Denatalità, invasione migratoria di massa, economia in ginocchio, sovranità svenduta a Bruxelles.
Poi arriva Futuro Nazionale e presenta proposte concrete.
E subito partono le etichette, lo sdegno, il silenzio di chi ha paura del vento Sovranista, che soffia forte anche in Italia, con a capo il suo Generale.
Vannacci parla al popolo, agli italiani, non ai salotti radical-chic.
Rimettere la famiglia al centro, aiuti veri, la casa, lavoro stabile, detassazione per chi fa figli.
Perché l’Italia non si salva con l’immigrazione di massa, ma si salva facendo nascere italiani.
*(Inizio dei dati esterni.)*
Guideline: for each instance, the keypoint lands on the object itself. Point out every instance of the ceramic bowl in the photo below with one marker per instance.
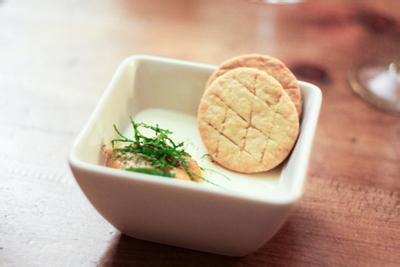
(232, 214)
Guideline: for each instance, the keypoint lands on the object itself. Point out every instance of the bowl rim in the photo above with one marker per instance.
(76, 163)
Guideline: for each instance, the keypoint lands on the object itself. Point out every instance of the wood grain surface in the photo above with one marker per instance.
(57, 57)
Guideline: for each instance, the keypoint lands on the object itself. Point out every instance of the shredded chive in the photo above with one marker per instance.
(159, 150)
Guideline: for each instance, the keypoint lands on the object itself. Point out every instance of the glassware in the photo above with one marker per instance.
(378, 84)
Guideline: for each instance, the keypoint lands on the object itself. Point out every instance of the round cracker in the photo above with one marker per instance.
(247, 121)
(271, 66)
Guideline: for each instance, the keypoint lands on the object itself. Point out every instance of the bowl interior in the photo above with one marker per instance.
(167, 92)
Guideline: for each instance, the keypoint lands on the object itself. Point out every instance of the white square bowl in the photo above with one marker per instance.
(232, 222)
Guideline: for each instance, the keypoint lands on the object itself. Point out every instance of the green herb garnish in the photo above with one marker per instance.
(160, 151)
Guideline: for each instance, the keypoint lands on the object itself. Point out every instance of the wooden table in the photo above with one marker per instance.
(57, 57)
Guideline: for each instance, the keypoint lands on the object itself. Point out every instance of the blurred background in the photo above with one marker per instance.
(58, 56)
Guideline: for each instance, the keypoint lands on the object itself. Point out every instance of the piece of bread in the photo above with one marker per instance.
(247, 122)
(269, 65)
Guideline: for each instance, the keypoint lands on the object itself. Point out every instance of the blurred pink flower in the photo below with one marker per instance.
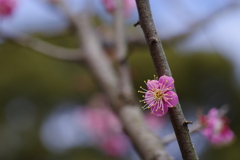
(158, 97)
(217, 130)
(115, 145)
(128, 6)
(7, 7)
(106, 129)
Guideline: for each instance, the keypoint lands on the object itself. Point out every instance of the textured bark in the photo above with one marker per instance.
(147, 144)
(162, 68)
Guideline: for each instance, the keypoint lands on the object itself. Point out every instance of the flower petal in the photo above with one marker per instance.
(152, 84)
(166, 83)
(159, 111)
(170, 99)
(149, 98)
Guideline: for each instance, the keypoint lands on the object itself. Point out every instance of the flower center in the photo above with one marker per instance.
(158, 94)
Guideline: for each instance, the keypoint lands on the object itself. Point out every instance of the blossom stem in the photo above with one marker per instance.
(162, 68)
(171, 137)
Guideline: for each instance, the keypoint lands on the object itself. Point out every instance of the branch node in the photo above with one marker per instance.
(137, 23)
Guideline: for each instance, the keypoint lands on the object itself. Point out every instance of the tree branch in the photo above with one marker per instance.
(48, 49)
(162, 68)
(193, 129)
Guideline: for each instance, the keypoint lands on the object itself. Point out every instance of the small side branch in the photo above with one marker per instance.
(49, 49)
(172, 137)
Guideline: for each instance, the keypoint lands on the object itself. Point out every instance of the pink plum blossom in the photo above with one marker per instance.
(128, 6)
(6, 7)
(158, 95)
(217, 130)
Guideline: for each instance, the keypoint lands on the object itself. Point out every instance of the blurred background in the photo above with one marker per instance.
(48, 107)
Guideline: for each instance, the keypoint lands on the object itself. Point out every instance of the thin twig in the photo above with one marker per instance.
(172, 137)
(162, 68)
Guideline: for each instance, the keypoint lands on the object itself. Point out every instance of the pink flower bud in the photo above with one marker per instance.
(7, 7)
(216, 130)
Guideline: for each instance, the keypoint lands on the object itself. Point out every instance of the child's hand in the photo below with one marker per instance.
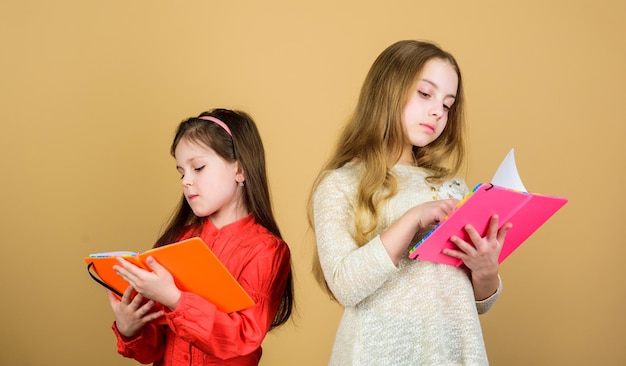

Per Futuro Nazionale è essenziale il controllo dei confini, il blocco degli sbarchi, i rimpatri immediati, la tanto discussa Remigrazione.
Per Vannacci, chi viene in Italia deve rispettare le nostre leggi, la nostra cultura, la nostra storia.
E la priorità è data a chi paga le tasse e tiene in piedi questo Paese.
Ed anche sull’aspetto economico, il partito del Generale, ha le idee chiare: meno tasse e meno burocrazia per difendere e ke imprese, il Made in Italy e la tutela del lavoro.
Per il partito lo si fa smettendo di regalare miliardi all’estero mentrein Italia, chiudono le fabbriche.
Il tutto attraverso una sovranità monetaria e fiscale, per fare si che sia il popolo italiano a decidere del proprio futuro.
Perché un’ Italia libera per davvero, che non sia vassalla di Bruxelles, non sia portavoce di guerre che non le appartengono.
Alleanze sì, sudditanza no.
Gli interessi nazionali prima di tutto.
È questo è un programma che merita di essere discusso.
E Futuro Nazionale sembra essere determinato al raggiungimento degli obiettivi e serenamente disposto al confronto politico con chi, non senza un certo imbarazzo, lo liquida con disprezzo il partito, il suo programma e soprattutto i suoi elettori.